2. Izba gmin przegłosowała ze May ma prosić o przedłużenie do końca czerwca czyli do dnia w którym zbiera się nowy parlament po wyborach. UE już raz odmówiła takiego przedłużenia dając czas do 12 kwietnia (do tego piątku) jeżeli nie podpiszą umowy lub do dnia wyborów parlamentarnych jeżeli umowa zostanie podpisana. Do tej pory nie podpisali, spiker chyba nadal blokuje w ogóle możliwość poddania czwarty raz umowy pod głosowanie więc szanse na to że ją podpiszą do piątku są znikome z tendencją do żadnych. To co przegłosował parlament brytyjski to tak skutek przegłosowanego wczesniej Cooper Bill który w założeniu miał uchronić przed no-deal brexit, a w dużej mierze ubezwłasnowolnił premier Teresę May.
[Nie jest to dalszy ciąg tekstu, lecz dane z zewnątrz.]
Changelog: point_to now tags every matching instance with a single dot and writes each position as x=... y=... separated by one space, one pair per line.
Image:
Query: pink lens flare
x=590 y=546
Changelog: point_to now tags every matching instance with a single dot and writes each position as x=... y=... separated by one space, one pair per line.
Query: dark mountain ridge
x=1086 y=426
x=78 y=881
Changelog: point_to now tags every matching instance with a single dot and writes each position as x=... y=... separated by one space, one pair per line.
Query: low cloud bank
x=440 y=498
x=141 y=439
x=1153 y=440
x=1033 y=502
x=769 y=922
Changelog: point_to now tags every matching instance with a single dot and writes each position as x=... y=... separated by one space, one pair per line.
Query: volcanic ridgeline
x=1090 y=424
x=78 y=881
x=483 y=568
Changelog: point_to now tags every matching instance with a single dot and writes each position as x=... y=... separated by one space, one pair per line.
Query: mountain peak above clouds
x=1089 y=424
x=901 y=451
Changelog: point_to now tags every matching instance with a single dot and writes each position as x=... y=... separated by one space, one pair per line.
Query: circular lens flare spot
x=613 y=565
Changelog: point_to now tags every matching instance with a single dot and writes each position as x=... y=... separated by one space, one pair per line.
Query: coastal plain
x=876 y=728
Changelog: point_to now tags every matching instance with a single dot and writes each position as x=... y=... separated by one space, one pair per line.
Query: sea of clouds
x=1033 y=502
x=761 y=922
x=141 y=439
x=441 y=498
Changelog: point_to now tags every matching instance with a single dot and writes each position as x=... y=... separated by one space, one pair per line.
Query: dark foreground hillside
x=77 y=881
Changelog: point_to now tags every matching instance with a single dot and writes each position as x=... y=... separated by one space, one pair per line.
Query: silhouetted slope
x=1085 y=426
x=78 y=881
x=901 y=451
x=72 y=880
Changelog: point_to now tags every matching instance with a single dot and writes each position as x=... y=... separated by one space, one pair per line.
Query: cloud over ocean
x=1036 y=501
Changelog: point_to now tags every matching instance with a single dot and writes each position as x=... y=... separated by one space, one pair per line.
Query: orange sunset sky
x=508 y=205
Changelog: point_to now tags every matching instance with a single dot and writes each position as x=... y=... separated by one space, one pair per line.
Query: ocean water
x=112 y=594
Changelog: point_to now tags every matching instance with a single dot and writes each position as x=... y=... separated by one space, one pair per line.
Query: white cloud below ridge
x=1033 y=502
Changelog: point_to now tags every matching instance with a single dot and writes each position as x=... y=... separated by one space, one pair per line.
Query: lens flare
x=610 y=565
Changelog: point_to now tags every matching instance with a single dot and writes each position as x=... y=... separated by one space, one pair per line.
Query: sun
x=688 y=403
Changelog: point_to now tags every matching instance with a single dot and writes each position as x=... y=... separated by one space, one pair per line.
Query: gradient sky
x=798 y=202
3. W międzyczasie jeden z leaversów z parti konserwatywnej (rządzącej) wygraża że „jeżeli UE będzie UK trzymała przy sobie wbrew jej woli” (wielkie WTF?!) to „będą koniem trojańskim” i zrobią wszystko by „wykoleić ten projekt” (UE).
4. Z komunikatów płynących z UE wynika, że UE jest w stanie zgodzić się na przedłużenie brexitu, ale nie do 30 czerwca, lecz do końca roku co będzie oznaczało że UK musi przeprowadzić u siebie wybory do PE i da więcej czasu na bliżej nieokreślone coś. Donald Tusk ostrzega, że zgoda na krótkie przedłużenie brexitu przedłuży niepewność zdezorganizuje pracę UE i podniesie ryzyko konieczności przeprowadzenia kolejnych nadzwyczajnych szczytów rady w celu organizacji kolejnych krótkich przedłużeń. Z drugiej strony istnieje ryzyko „przypadkowego” brexitu no-deal. Z drugiej strony pada propozycja „flextension” czyli elastycznego brexitu do końca roku na zasadzie jak uda się wcześniej coś ustalić, to wyjdziecie wcześniej, jak nie to do końca roku. Dodatkowo ze względu na groźby płynące z UK pojawiają się głosy, że ewentualne dłuższe przedłużenie brexitu musi się wiązać z okresową (np co trzy miesiące) ewaluacją zachowania UK i jeżeli UK będzie stwarzało problemy to powinno wylecieć przed końcem roku.
5. Jutro nadzwyczajny szczyt UE w sprawie brexitu. Przed szczytem Tusk będzie rozmawiał z May. Wieczorem lub co bardziej prawdopodobne najwcześniej późną nocą dowiemy się czy UK wyleci z UE 12 kwietnia czy agonia będzie przedłużana. Na przedłużenie muszą się zgodzić jednomyślnie wszystkie kraje. Reuters ujawnił wyciek (kontrolowany?) projektu dokumentu który ma stanowić podsumowanie szczytu (pewnie jest uzgadniany od zakończenia wczorajszego szczytu ministrów spraw zagranicznych w Luxemburgu). W projekcie tym pojawia się stwierdzenie że odroczenie nastąpi „na czas niezbędny”, ale w miejscu daty jest zostawiona luka, więć jakieś odroczenie jest chyba planowane, ale to jakie, to będzie się ważyło w czasie szczytu.
#brexit #eu #polityka #gospodarka #ekonomia #anglia
IMHO: Ponieważ komunikowane stanowiska UK i UE są ze sobą niekompatybilne, parlament UK usztywnił stanowisko w zakresie przedłużenia brexitu i ze względu na krótki horyzont czasowy może nie być w stanie zmienić stanowiska, to istnieje faktyczne ryzyko na „przypadkowy no-deal brexit” wynikający z niekompatybilności wzajemnych propozycji i braku możliwości ich zmiany przez UK.